The game sometimes uses split-screen and other directorial flourishes, but they all feel coherent. A lot of the time the fixed angles merely frame the obvious, and frame it well.
The only slight concern is the strength of the dialogue, which is a little stilted in places. "You can come now Shaun," says Ethan from the kitchen. "Your meal is ready." But then in other places the tone and delivery is pitch-perfect. "Dad? Why do you look so sad?" asks Shaun after Ethan tucks him in. "I think I just need some time to get back to the way things were." "You know dad, what happened to Jason wasn't your fault," Shaun ventures. It's a brave thing for a child to say, and it's at this point that my attitude towards Ethan's son solidifies into compassion. "Good night Shaun," says Ethan, ending the conversation, but not harshly. As he exits the room, he leaves the door slightly ajar so that Shaun won't be left in total darkness.
There are other games that deal with weighty subjects, and there are other games that use intimate, everyday events to develop their stories, but it's enormously encouraging - and unlikely - to encounter one with such vast financial backing and creative freedom. Heavy Rain won't be for everyone. It will be exciting and intense in places, but it doesn't seek to be "fun" by any traditional gaming yardstick; its controls and gameplay scenarios, though interesting and progressive, are a means to an end.

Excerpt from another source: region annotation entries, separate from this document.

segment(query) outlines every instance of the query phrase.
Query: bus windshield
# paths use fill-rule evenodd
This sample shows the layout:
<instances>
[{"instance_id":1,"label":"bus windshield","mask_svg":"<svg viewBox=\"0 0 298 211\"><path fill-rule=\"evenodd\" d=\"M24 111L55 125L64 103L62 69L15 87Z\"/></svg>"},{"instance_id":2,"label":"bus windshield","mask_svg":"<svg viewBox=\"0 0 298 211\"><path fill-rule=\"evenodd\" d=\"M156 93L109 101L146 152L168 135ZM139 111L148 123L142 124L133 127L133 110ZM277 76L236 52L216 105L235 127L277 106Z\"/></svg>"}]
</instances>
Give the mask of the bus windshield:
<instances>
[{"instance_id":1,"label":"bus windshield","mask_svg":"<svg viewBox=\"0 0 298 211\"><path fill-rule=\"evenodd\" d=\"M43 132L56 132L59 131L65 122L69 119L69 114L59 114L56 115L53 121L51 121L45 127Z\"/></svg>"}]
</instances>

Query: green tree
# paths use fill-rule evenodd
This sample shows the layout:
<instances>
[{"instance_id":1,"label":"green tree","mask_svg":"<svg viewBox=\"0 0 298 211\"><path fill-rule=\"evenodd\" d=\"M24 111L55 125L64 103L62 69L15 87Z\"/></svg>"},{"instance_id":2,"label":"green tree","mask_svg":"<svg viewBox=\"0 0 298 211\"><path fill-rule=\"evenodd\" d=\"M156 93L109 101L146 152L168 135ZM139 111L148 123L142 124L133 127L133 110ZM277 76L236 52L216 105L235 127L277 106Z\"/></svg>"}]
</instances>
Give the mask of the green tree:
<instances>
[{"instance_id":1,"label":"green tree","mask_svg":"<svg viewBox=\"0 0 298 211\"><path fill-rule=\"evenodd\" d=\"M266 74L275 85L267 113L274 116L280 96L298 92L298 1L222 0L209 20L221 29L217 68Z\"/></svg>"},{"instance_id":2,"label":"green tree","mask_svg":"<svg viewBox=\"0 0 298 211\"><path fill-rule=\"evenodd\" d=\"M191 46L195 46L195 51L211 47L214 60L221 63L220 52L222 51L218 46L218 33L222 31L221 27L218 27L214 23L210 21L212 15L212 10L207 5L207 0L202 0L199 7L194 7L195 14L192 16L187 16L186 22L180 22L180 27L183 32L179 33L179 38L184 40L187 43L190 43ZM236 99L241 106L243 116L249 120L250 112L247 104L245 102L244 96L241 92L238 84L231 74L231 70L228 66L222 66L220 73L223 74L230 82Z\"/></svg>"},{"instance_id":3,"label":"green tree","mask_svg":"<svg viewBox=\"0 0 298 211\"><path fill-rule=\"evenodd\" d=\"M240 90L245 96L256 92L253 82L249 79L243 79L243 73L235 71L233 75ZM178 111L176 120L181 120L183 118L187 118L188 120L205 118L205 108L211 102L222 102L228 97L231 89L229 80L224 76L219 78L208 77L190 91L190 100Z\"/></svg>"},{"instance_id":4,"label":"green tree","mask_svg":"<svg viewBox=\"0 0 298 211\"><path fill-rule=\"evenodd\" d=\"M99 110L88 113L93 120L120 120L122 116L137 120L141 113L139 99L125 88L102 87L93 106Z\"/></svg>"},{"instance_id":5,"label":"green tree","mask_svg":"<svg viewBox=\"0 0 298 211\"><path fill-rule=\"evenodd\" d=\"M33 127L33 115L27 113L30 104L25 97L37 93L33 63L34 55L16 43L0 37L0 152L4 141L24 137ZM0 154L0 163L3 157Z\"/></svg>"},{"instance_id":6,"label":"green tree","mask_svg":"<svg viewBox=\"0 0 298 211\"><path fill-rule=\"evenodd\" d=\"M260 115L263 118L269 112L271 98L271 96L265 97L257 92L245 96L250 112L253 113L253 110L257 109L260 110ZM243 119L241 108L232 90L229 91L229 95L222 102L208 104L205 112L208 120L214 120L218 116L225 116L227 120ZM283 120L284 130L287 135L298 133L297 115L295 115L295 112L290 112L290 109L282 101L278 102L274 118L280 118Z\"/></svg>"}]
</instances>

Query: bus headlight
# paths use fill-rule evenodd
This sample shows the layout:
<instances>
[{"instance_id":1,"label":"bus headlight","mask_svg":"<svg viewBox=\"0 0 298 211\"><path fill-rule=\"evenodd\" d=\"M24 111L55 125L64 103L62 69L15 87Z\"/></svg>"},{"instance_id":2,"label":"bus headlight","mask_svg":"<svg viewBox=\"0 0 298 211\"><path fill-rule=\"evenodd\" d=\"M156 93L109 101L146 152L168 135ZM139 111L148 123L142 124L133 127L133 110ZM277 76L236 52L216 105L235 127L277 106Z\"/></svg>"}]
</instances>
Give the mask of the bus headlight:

Its success or failure, overall, is impossible to judge even after so many showcases and miles of copy. But rather like our understanding of the mechanics, there's a sense beginning to crystalise that it may not end up being a game that its audience goes into expecting to be entertained, but something they choose to go into for other reasons that prove to be just as valuable. It's as fascinating a prospect now as the semantics about quick-time events and button-matching are ultimately irrelevant.